Operation S-Can continues

The first of my Star Trek toys just sold on Ebay. $72 + $10 shipping. For a toy I bought in 1995 for... $14, threw away the box, and let sit in a bin for 13 years. Not too shabby. Not all of them are gold: A lot of them will malinger at $5 and $10, plus shipping, which is still better than throwing them away.

It'll help pay for the replacement tire I had to buy today: you want to have a good spare in the trunk these days. (See last Thursday's blog on that) Very happy to have my complimentary roadside assistance for that.

On to Literature: My mom has suggested that I get into the James Patterson Maximum Ride series - about winged teens saving the world. It's apparently the new Twilight. So I'll be giving that a go. There are 5 books so far - I suspect it's a little less "big Arc" than Twilight and more "and another adventure with...".

Just finished a book by Bruce Sterling - The Caryatids.

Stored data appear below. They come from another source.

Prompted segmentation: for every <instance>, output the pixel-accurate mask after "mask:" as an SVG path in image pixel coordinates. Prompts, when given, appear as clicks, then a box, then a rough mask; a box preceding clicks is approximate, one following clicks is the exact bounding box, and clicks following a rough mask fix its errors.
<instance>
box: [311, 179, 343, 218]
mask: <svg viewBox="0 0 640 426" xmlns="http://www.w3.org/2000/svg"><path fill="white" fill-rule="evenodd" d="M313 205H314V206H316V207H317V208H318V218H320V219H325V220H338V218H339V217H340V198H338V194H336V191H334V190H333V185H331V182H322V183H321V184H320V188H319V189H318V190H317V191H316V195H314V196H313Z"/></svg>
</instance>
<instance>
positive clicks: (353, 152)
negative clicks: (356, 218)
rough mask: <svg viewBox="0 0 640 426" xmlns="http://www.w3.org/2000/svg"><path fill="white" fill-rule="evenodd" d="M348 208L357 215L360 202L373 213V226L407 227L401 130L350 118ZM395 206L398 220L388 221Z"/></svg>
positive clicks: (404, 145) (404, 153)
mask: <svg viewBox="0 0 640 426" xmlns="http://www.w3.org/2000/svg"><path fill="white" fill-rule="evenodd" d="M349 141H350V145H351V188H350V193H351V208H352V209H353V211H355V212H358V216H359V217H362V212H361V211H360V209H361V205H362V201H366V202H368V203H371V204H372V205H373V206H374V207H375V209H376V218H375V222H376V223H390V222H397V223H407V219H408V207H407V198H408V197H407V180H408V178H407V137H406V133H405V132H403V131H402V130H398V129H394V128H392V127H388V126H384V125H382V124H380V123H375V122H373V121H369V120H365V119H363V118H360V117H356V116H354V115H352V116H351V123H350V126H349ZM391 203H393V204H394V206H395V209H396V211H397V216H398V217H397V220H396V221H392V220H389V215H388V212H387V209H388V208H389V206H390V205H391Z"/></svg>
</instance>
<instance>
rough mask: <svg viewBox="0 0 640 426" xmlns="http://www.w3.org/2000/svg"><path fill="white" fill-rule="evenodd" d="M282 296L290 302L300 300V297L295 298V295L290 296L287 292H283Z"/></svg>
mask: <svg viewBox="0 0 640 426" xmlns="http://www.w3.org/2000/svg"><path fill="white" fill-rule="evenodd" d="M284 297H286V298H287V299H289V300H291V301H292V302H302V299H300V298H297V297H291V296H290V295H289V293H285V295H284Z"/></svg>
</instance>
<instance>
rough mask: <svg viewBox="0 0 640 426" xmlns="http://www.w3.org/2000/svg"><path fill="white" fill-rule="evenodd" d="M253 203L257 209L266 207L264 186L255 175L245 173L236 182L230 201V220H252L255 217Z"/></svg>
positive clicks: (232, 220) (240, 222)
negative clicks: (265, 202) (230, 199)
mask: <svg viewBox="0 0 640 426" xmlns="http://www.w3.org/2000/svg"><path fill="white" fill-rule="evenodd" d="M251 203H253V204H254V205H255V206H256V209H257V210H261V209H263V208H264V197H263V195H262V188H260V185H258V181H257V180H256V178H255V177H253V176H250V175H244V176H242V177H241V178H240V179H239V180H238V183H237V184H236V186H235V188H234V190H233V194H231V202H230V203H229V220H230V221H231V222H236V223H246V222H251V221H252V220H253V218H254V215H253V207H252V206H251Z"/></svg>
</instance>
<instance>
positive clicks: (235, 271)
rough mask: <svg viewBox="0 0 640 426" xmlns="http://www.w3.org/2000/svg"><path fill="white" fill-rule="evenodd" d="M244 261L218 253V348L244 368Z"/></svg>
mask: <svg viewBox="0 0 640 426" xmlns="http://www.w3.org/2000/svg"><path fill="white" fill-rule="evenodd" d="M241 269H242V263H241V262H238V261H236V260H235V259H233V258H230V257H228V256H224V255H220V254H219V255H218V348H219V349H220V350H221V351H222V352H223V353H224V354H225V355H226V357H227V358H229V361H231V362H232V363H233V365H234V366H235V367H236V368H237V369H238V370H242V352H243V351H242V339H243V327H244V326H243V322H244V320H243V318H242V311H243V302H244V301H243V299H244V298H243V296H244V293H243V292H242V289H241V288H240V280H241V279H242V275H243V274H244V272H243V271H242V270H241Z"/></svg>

Sterling is a singularly frustrating author for me: He has such incredible ideas and a great head for the deeper macro causes driving the world he's describing. He builds great situations and backdrops. But he has a tin ear for dialogue and character: I never believe that any person in his stories is acting in a way I comprehend as a human being. It's as if he views people and motivations from a two way mirror without the benefit of audio and guesses at what their actions might mean, but misses the point entirely.

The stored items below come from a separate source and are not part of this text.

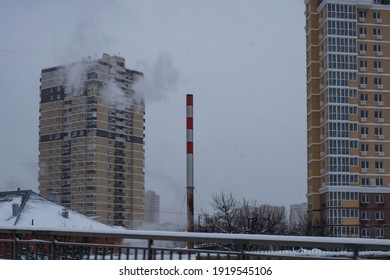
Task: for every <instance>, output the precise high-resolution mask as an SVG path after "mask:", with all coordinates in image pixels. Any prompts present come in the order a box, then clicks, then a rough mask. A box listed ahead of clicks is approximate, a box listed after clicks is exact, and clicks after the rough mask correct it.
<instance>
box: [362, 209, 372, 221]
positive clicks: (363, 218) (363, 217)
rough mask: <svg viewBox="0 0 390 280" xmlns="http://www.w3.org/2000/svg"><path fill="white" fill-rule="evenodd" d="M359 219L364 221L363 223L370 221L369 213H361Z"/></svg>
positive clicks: (366, 211)
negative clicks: (364, 222)
mask: <svg viewBox="0 0 390 280" xmlns="http://www.w3.org/2000/svg"><path fill="white" fill-rule="evenodd" d="M361 219H362V220H364V221H368V220H370V212H368V211H362V215H361Z"/></svg>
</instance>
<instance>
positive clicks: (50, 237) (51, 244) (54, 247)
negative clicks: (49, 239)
mask: <svg viewBox="0 0 390 280" xmlns="http://www.w3.org/2000/svg"><path fill="white" fill-rule="evenodd" d="M50 239H51V240H50V241H51V243H50V259H51V260H54V259H55V246H56V244H55V238H54V236H51V237H50Z"/></svg>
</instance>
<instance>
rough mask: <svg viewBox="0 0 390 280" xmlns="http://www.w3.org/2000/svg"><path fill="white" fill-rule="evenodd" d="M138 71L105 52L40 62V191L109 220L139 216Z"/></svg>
mask: <svg viewBox="0 0 390 280" xmlns="http://www.w3.org/2000/svg"><path fill="white" fill-rule="evenodd" d="M142 76H143V74H142V73H140V72H137V71H134V70H129V69H127V68H126V67H125V59H124V58H122V57H119V56H110V55H108V54H103V57H102V58H101V59H97V60H92V59H90V58H88V59H85V60H83V61H79V62H76V63H73V64H70V65H65V66H57V67H52V68H47V69H43V70H42V73H41V86H40V91H41V93H40V97H41V100H40V110H39V112H40V117H39V193H40V194H41V195H42V196H44V197H46V198H50V199H53V200H54V201H57V202H59V203H60V204H62V205H63V206H64V207H67V208H70V209H73V210H75V211H78V212H80V213H82V214H84V215H87V216H90V217H96V218H97V219H98V220H99V221H101V222H103V223H106V224H109V225H117V226H124V227H126V228H135V227H137V226H139V225H141V224H142V223H143V220H144V217H143V207H144V157H145V152H144V103H143V100H142V99H138V98H135V92H134V90H133V83H134V82H135V81H137V79H140V78H141V77H142Z"/></svg>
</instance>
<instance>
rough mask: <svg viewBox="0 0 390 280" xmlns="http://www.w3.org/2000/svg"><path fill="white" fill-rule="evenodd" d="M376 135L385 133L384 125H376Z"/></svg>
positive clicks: (378, 135)
mask: <svg viewBox="0 0 390 280" xmlns="http://www.w3.org/2000/svg"><path fill="white" fill-rule="evenodd" d="M374 131H375V136H379V135H383V129H382V127H375V129H374Z"/></svg>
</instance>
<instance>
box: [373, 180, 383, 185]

It doesn't help that the core of this book was four bickering clone sisters on a ruined greenhouse-effect earth who hate their clone mother (who is on a chinese space station) and a philandering man who loved them all... none of who acted with any shred of consistency.

An earlier book - Holy Fire - was similarly frustrating: Scientifically, it was a cool concept: A respectable octogenarian woman undergoes an age reversal process, and begins wreaking havoc because she begins thinking impulsively like a teen. There's interesting science to back that up (brain development in teens....), but written in such a way that really didn't relate. I wound up throwing the book down yelling "oh just GROW UP you pouty face". So maybe he did a good job. But it wasn't fun.

Maybe he shouldn't be writing for female protagonists... because I don't feel he gets them even close to right. On the other hand, maybe he writes BRILLIANTLY for female protagonists and I just don't understand because I'm not a female. I'm prepared to accept that possibility. But in either situation, the reading is not very satisfying to me. I'm moving him to my "not all that great for me" column.

Compare and contrast with Neal Stephenson and Charles Stross: They both work in similar veins, but both have a more fluid ear for dialogue and character motivation: I understand where people are coming from and why they're moving the directions they move in their books. It just feels RIGHT. Even when Neal takes for-freaking-EVER to get to the point sometimes....

Allright: Workout stuff. Shockingly, my second attempt at taping BodyAttack failed. A missing two minutes from the middle - I think my taping assistant bumped the red button while moving the camera. Sigh. Try three coming atcha Sunday.